周既越看沈來越覺得她臉上有種吃干抹淨拍拍屁股走人的神清氣爽,而沈來也的確是這種心情。
「早飯不吃了。」周既將熱好的牛奶放到桌上。
沈來看了看手機,「沒時間了。」本來可以有的,但昨晚周既折騰得太厲害了,起床遲了。
「我叫了個商務車,早高峰比較堵車,就不麻煩你了。」
這話生疏得就好像這半個月什麼事兒都沒發生過似的,周既心裡罵了句髒話,這年頭女的比男的都還瀟灑了。

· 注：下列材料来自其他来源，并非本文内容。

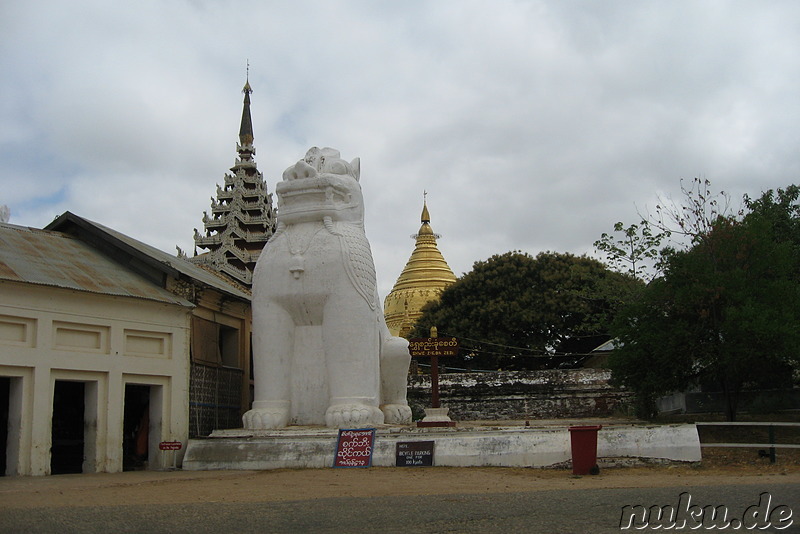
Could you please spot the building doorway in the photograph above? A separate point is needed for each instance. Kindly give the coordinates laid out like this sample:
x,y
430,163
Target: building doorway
x,y
67,450
5,409
136,428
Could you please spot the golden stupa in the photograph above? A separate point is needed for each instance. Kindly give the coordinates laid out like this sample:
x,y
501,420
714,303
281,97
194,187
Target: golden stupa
x,y
423,279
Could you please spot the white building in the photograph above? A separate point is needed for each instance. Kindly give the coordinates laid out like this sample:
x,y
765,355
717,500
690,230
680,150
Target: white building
x,y
96,336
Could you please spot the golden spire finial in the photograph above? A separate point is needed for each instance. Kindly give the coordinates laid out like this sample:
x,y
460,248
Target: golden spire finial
x,y
247,90
426,217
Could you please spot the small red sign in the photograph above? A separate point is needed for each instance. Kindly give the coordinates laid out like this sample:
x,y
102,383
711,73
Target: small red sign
x,y
354,447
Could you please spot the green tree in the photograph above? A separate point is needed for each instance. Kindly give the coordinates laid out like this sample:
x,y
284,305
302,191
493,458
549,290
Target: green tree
x,y
633,250
724,311
514,311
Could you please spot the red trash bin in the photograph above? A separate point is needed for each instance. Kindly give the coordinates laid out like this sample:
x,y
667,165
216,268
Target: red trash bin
x,y
584,448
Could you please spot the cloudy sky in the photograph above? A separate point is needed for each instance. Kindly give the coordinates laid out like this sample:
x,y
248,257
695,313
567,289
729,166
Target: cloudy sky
x,y
533,125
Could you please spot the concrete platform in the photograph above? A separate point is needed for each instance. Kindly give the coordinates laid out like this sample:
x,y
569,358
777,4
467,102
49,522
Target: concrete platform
x,y
504,444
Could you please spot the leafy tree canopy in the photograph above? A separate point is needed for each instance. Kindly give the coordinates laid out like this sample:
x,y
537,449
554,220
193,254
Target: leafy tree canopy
x,y
515,311
725,309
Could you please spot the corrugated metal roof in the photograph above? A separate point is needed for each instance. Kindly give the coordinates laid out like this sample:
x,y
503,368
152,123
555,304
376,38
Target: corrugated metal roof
x,y
158,258
56,259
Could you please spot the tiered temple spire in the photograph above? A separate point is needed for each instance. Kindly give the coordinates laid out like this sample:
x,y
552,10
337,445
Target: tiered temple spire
x,y
242,216
423,279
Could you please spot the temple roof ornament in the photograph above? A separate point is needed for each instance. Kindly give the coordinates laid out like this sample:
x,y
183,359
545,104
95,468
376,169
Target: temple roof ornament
x,y
423,279
242,216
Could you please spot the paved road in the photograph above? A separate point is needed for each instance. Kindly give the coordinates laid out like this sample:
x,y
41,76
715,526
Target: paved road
x,y
577,511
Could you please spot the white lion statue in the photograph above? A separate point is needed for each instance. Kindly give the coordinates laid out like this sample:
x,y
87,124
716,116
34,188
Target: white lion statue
x,y
322,351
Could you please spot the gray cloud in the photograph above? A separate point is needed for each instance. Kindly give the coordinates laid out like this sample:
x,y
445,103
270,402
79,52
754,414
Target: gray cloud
x,y
534,125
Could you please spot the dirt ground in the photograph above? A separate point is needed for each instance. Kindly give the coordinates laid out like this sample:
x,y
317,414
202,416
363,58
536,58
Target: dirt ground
x,y
720,466
173,487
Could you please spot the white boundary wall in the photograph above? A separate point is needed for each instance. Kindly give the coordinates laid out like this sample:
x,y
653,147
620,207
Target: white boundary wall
x,y
467,447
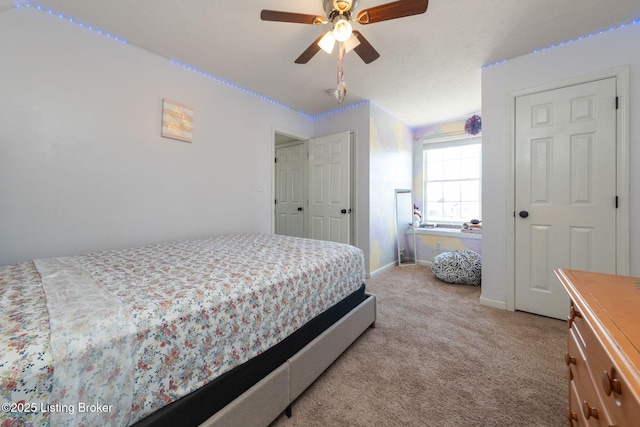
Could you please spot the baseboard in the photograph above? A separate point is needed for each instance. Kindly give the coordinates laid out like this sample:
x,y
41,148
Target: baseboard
x,y
502,305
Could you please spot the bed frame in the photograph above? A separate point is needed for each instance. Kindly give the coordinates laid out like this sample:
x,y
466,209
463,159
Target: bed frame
x,y
266,400
261,403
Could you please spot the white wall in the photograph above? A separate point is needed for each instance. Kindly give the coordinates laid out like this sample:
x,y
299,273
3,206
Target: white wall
x,y
82,164
601,52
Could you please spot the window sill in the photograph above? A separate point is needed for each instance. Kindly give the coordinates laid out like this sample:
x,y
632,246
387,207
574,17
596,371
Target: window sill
x,y
448,232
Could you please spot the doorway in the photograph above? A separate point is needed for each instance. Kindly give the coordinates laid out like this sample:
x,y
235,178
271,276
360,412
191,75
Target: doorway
x,y
313,187
566,190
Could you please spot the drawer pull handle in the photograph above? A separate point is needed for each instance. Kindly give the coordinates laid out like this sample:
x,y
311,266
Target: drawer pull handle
x,y
589,411
610,384
573,313
570,360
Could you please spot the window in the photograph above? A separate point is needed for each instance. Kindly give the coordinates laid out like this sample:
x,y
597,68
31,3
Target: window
x,y
452,181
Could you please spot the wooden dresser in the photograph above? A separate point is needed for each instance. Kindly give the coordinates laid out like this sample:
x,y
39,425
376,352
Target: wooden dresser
x,y
603,349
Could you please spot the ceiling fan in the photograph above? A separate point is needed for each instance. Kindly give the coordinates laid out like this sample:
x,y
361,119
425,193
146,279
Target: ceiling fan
x,y
340,14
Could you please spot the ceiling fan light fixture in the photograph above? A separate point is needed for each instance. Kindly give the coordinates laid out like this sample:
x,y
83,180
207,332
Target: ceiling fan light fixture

沈來走到門邊,卻見周既先她一步把門反鎖上了,抱手欠揍地看著她。
「沈來,你報恩這就報完啦?」周既問。
「怎麼,還要我給你送面見義勇為的錦旗嗎?」沈來好笑地道。
周既皺皺眉,沈來的口氣不對。他想了想,覺得自己這幾天安安分分地沒招她惹她啊,怎麼突然就開始懟人了?
「你要來例假啦?」周既問。
沈來簡直無語,「開門。」
「說清楚。」周既門神一樣寸步不讓。
「說什麼?」沈來問,這不是明擺著她媽回來了,她有了主心骨,就沒周既什麼事兒了麼?誠然,剛被周既救的那兩天,沈來的確打從內心感激周既的,不過周既越做越過分真拿她當炮友啊?一天不帶落下的。
周既道:「你這是過河拆橋嗎?」
沈來道:「周既,你是不是要破產了啊?沒錢找女人了嗎?」
「沈來,你特麼真狼心狗肺。」周既咬牙切齒道。
沈來被都逗笑了,「周既,我狼心狗肺什麼啦?你表現得好像我玩弄你拋棄你似的,真實的情況咱們心裡都門兒清。難不成我真得擦乾眼淚陪你再睡會兒才不狼心狗肺啊?」
「特麼,沈來,下次老子要是再救你老子就是豬。」周既罵道。
「謝謝。」沈來笑得有些沒心沒肺地道:「有你這句詛咒的話就好,不然我還以為你又重新愛上我了呢,周既。」
「你看我像是犯賤的人嗎?」周既將鑰匙砸沈來身上。
沈來打開門,把鑰匙反過來砸周既身上,拖著箱子走了。
周既看著合上的門,又薅了一把頭髮,說實話這次他是真不知道沈來發什麼瘋,明明昨晚還挺好的,提起褲子翻臉不認人說的就是沈來這種人。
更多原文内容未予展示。